Pass It On! Checkoff Support Critical to Beef Industry
The Beef Industry Long Range Plan (LRP) is developed every three to five years and lays out aggressive goals to strengthen the beef industry. As part of this initiative, the Beef Checkoff interviewed cattlemen and women across the country to hear the checkoff is helping them for long-term success on their operations.
AL Bar Ranch of San Antonio, Florida
Bill Barthle, third-generation rancher in San Antonio, Fla., says the Beef Checkoff helps explain to consumers how U.S. beef is produced. He feels increasing consumer knowledge and the demand for beef, along with working to increase producer support of the checkoff will all play a crucial role in passing the beef operation onto future generations.
“One of my main concerns with the Beef Checkoff now is the value of the dollar of the Beef Checkoff. The Beef Checkoff was established in 1985, and the Beef Checkoff dollar now is only worth 41 cents. We need more support because we have to educate the people what is going in the beef industry. We want to educate them about nutritional value of beef,” says Bill Barthle.
“We need the support of the Beef Checkoff to pass this onto the next generation.”
How does the Beef Checkoff Help?
The Beef Checkoff plays an important role growing and maintaining beef demand, thus opening new opportunities for cattle producers to sustain their businesses for generations to come. That includes keeping close tabs on what consumers want in terms of end products, as well as sharing information regarding safe and sustainable beef production carried out by cattle producers — ensuring that’s what they find at the meat case when they go to purchase food for their families.
It’s no small task, but checkoff investments are part of the reason that beef demand has remained strong throughout the extremely tight supplies of recent years. In fact, a study by Dr. Harry Kaiser at Cornell University demonstrates that every checkoff dollar invested has a return on investment of $11.20. That means that every dollar invested by cattle producers returns $11.20 more to an operation than would have received without the checkoff in place.

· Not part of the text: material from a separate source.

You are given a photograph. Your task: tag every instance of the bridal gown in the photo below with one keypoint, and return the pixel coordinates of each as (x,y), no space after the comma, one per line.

The Beef Checkoff program was established as part of the 1985 Farm Bill. The checkoff assesses $1 per head on the sale of live domestic and imported cattle, in addition to a comparable assessment on imported beef and beef products. States may retain up to 50 cents on the dollar and forward the other 50 cents per head to the Cattlemen’s Beef Promotion and Research Board, which administers the national checkoff program, subject to USDA approval.